注目発表目白押し…年内最後の“大荒れ相場”となる恐れも
今週は、18日にECB(欧州中央銀行)とBOE(イングランド銀行)、そして19日には日銀の金融政策発表が予定されています。このうち日銀は、0.25%の利上げが予想されています。
日銀の政策発表は金融市場を大きく動かすイベントであり、発表後の植田総裁による記者会見も含めて、為替相場の反応には注意が必要です。
さらに今週は、米経済指標の発表も見逃せません。特に16日の米11月雇用統計、小売売上高、そして18日のCPI(消費者物価指数)は市場の関心が高い指標です。
米政府機能の一部停止(シャットダウン)の影響で空白となっていた10~12月期の米景気動向を確認する最初の大きな手掛かりとなるため、為替相場もこれに反応する可能性があります。
今週の米ドル/円は「153~158円」と予想
米ドル/円は11月20日に157円台で上昇が一巡したあと、基本的に155~157円という狭いレンジでの展開が約3週間続いています。
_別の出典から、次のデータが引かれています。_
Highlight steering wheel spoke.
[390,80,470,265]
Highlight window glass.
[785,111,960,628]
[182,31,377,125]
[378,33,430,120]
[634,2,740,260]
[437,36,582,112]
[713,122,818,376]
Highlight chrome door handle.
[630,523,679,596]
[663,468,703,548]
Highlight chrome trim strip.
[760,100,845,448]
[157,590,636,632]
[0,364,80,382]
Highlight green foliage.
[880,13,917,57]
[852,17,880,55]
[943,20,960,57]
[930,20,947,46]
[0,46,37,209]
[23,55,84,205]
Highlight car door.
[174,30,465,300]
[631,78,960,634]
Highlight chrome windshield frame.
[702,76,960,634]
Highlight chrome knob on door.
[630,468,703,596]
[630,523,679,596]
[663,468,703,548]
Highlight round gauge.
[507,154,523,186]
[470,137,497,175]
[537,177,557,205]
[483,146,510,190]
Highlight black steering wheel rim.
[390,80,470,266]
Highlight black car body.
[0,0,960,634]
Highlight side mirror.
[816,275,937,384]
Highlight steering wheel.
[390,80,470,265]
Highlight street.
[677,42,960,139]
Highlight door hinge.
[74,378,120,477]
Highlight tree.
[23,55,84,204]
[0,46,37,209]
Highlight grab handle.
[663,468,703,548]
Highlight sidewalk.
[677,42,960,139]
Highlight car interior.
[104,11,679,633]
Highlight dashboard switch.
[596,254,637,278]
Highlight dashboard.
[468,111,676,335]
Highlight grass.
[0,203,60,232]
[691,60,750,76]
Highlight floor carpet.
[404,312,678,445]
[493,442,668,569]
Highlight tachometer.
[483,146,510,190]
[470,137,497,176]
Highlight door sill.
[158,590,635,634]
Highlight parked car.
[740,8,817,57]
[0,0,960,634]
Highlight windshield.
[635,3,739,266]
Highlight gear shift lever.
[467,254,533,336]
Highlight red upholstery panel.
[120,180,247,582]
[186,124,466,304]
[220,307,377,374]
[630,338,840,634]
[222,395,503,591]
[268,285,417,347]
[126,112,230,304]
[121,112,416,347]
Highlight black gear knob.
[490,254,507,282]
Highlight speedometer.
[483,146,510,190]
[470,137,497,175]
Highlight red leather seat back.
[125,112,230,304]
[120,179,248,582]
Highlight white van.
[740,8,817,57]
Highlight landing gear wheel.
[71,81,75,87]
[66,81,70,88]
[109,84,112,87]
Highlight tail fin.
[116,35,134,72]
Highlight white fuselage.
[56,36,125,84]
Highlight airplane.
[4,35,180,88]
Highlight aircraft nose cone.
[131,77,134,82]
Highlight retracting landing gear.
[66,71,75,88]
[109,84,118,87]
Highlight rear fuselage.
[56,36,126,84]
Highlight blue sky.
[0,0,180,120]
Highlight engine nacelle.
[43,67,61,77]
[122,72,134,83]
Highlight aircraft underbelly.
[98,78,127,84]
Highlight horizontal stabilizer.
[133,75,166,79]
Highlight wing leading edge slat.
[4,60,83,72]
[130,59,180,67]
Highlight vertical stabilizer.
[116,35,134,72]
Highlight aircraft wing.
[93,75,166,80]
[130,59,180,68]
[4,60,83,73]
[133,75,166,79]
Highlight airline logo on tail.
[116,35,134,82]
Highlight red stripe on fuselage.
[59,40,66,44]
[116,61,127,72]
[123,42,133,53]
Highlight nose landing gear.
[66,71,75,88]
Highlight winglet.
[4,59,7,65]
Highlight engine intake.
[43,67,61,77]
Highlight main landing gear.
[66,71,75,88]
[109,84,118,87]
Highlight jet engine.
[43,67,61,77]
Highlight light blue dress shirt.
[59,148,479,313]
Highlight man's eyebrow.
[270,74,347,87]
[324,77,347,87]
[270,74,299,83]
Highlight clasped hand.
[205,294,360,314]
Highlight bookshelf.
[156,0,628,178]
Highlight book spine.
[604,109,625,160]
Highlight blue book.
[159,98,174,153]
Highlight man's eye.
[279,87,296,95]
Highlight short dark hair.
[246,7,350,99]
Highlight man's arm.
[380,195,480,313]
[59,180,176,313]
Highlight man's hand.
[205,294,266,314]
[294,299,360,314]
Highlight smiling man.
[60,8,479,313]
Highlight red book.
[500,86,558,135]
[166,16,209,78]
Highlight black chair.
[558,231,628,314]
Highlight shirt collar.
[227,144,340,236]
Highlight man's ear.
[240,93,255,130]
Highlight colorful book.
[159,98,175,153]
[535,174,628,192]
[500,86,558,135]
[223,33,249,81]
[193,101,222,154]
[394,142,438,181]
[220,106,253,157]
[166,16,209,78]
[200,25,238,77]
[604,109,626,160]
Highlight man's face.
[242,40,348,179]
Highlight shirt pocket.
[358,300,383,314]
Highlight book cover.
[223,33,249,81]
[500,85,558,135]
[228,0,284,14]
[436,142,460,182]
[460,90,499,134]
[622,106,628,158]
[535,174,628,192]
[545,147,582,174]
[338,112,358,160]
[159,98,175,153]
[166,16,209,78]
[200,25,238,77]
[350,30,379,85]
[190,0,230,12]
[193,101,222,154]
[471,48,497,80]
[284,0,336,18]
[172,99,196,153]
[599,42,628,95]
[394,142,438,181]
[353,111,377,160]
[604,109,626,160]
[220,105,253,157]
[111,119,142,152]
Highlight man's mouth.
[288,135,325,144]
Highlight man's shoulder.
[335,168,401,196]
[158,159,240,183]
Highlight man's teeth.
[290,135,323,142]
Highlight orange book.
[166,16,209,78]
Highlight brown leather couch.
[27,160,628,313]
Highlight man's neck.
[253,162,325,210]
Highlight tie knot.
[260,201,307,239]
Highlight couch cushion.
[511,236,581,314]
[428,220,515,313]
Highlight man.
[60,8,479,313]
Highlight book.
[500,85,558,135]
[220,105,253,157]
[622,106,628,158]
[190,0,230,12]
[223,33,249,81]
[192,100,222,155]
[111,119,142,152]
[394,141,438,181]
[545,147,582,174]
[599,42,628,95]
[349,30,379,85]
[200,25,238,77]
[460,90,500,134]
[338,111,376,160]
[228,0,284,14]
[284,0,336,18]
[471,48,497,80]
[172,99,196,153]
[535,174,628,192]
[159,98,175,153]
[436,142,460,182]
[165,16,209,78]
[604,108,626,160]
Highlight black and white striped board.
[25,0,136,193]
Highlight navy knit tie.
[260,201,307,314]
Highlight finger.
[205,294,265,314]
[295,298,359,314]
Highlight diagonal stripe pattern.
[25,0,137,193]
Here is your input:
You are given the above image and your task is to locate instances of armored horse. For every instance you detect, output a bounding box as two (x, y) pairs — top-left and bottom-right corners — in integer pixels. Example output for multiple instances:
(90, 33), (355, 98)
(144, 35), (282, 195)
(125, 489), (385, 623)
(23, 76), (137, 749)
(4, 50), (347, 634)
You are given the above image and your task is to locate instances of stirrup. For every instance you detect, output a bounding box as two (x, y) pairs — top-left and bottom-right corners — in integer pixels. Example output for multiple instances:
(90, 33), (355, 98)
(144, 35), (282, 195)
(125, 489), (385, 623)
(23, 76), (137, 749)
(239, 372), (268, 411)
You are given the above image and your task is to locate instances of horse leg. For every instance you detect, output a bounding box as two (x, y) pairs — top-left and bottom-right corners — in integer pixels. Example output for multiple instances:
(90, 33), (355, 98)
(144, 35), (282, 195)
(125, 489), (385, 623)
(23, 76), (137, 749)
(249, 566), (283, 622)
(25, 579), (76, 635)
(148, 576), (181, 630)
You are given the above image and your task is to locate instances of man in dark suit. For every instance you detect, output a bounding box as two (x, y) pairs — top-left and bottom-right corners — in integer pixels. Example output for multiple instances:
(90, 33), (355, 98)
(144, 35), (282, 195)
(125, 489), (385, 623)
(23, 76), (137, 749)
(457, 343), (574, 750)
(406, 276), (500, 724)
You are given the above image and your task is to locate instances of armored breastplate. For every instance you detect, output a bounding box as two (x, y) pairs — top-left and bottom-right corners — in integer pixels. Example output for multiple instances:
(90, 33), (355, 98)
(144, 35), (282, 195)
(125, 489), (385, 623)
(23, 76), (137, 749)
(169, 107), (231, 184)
したがって、今週の日銀金融政策発表や米雇用統計などの注目指標を受けて、このレンジを抜けた方向に大きく動く、年内最後のタイミングとなる可能性があります。
仮にレンジを上放れた場合には、年初来高値である1ドル=158.8円を試す展開も考えられます。逆に上放れに失敗した場合は、「高市円安」に伴うドル買い・円売りポジションの損益確定から米ドル安・円高リスクが拡大する可能性があります。
さらに、トランプ関税に対する最高裁判決や、高市政権の財政規律への懸念に伴う日本国債売りなどの動向しだいでは、大荒れの展開となるリスクも否定できません。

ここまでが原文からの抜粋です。